3) HIV prevention is not a valid reason for circumcising an infant who is not sexually active. HIV is easily prevented in other, less invasive ways. Other modern nations are not endorsing circumcision as an HIV prevention method. Also, a recent study from Puerto Rico shows that circumcised men in that area have higher rates of HIV and other STDs than intact men.
4) The AAP cannot credibly say the benefits outweigh the risks since they don't have good data on what the risks are. Few good studies have been done on the risks of circumcision, and no state or national system exists for collecting adverse event reports. Further, very little data is available on long-term complications. Without solid data on the risks and long-term complications of circumcision, any conclusion which weighs benefits vs. risks, or benefits vs. cost, is fundamentally flawed.
"However, the ritual nick suggested by some pediatricians is not physically harmful and is much less extensive than routine newborn male genital cutting.

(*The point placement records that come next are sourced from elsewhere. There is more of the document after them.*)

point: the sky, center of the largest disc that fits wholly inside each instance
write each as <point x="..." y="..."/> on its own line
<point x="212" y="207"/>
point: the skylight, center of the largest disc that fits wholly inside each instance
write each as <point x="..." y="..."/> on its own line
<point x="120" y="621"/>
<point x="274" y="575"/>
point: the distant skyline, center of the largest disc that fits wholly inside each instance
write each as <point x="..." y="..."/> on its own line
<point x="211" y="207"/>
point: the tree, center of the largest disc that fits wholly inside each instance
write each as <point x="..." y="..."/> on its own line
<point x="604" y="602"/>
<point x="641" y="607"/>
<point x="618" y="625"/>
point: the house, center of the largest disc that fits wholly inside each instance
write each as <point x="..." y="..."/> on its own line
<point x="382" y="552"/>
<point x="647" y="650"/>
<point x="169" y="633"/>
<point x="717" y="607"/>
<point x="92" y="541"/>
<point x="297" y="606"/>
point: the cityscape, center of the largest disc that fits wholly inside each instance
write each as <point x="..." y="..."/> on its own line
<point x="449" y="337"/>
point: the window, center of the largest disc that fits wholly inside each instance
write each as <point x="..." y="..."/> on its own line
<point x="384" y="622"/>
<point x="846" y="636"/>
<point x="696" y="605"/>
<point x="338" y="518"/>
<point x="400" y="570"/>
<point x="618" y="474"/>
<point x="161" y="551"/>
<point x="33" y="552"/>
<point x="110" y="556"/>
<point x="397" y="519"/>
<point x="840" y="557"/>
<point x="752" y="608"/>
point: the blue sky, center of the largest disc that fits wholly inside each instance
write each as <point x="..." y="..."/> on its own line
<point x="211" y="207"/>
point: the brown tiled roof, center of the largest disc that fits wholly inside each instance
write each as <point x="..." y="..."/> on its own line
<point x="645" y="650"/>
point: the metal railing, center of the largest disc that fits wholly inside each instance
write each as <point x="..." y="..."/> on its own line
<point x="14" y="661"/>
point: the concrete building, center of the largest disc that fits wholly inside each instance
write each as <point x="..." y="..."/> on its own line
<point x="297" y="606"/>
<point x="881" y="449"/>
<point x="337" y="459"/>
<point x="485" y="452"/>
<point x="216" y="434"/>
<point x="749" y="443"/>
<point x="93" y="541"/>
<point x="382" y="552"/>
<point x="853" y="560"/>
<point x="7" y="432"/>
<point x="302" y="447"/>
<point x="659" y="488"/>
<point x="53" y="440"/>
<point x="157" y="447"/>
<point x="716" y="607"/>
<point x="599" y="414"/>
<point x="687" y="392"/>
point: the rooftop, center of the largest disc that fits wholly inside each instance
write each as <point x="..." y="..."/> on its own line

There is reason to believe that offering such a compromise may build trust between hospitals and immigrant communities, save some girls from undergoing disfiguring and life-threatening procedures in their native countries, and play a role in the eventual eradication of FGC. It might be more effective if federal and state laws enabled pediatricians to reach out to families by offering a ritual nick as a possible compromise to avoid greater harm.”
If they can convince 100 intact adult men to be circumcised, and then interview them every year for 20 years and get 85 of them to say circumcision is "not physically harmful" then, they will have something.
Until then, they are nothing but snake oil salesmen.